The goal in moving F-Spot over to GitHub is purely for the benefit of its development technically as well as to breath new life into the project through the wider GitHub community and feature set.  Github provides several really cool features, one of the features that I’m looking forward to taking advantages of is the pull request system.

Currently, contributors will typically clone a repository, create a patch that fixes some bug, file that bug in Bugzilla and attach the patch, which then sit and wait in the hope that the developers will notice the bug and accept the patch.  What seems to happen with projects, particularly F-Spot, is those bugs will sit there and bit rot.  Either someone will come alone, see the bug and possibly rebase the patch against git master or it’ll be forgotten until it’s no longer valid.  The pull request interface isn’t some silver bullet, but I see it making the process much simpler and much more discoverable for both patch contributors and maintainers alike.

With the GitHub system, it’s really simpler for any user to come along and fork F-Spot.  Once forked they can fix a bug and do a pull request.  At this point there is a nice list of pull requests or shame list (a list of all the patches I haven’t addressed yet!).  There are some other features such as issue tracking and a built-in wiki that comes with GitHub which I’m not sure if it will get used, but time will tell.

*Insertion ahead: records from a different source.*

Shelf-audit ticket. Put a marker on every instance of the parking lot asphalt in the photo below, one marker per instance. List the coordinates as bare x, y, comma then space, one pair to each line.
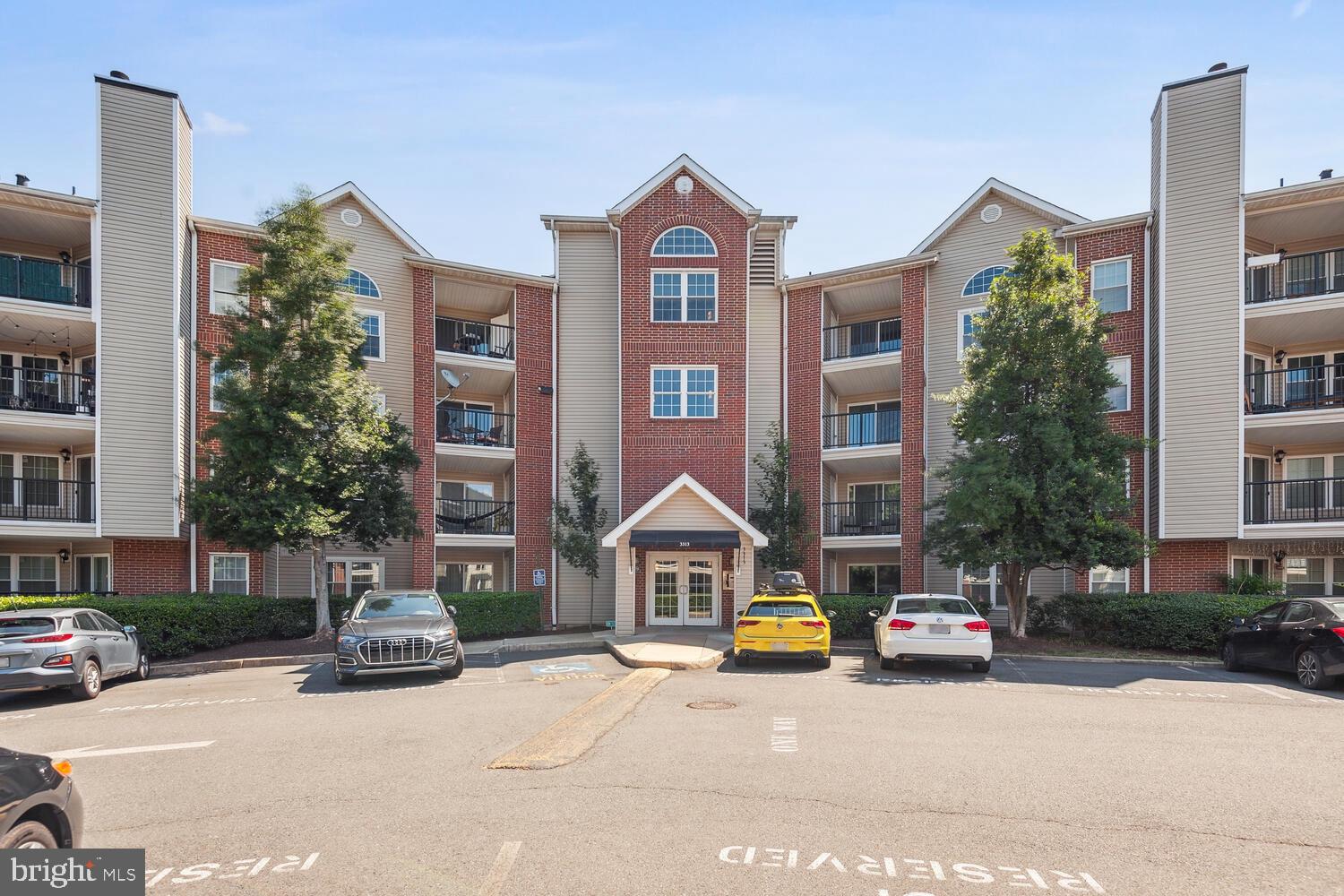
1039, 777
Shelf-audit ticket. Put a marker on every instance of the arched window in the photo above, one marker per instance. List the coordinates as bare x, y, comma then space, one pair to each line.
685, 241
360, 284
978, 285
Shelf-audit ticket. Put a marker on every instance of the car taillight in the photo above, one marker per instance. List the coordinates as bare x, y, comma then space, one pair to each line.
48, 638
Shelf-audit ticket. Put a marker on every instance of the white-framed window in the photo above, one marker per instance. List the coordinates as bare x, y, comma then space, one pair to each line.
226, 297
93, 573
464, 578
1105, 579
685, 241
1118, 395
967, 330
228, 573
685, 296
685, 392
360, 284
983, 280
352, 576
373, 324
1110, 285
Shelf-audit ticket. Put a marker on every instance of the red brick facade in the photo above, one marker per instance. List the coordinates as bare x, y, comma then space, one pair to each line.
422, 425
911, 429
804, 413
532, 487
655, 452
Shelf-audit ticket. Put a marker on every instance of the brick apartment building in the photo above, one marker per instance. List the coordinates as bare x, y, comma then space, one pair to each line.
668, 340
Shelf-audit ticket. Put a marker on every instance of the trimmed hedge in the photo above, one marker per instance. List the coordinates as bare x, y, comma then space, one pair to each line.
177, 625
1179, 621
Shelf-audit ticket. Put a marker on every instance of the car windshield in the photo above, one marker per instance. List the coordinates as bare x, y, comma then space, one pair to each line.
780, 608
954, 606
398, 605
26, 625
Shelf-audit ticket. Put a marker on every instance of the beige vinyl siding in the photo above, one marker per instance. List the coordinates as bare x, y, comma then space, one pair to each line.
139, 351
969, 246
588, 401
1201, 296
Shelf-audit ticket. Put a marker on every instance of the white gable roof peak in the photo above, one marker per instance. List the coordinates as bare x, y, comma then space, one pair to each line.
693, 167
685, 481
349, 188
1019, 196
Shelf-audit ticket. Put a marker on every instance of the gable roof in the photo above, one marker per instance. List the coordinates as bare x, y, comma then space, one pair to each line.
349, 188
1008, 191
683, 163
685, 481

Another goal I have for the project is to port it over to OS X and Windows.  GitHub has a nice client for both platforms as well as conveying the idea that F-Spot is intended to be cross-platform application with GNOME support more clearly than being on GNOME’s git does.

I hope everyone will appreciate this new workflow and will enjoy the improvements that are to come in F-Spot.  I’m excited to continue development on F-Spot and look forward to the future of such an awesome photo management.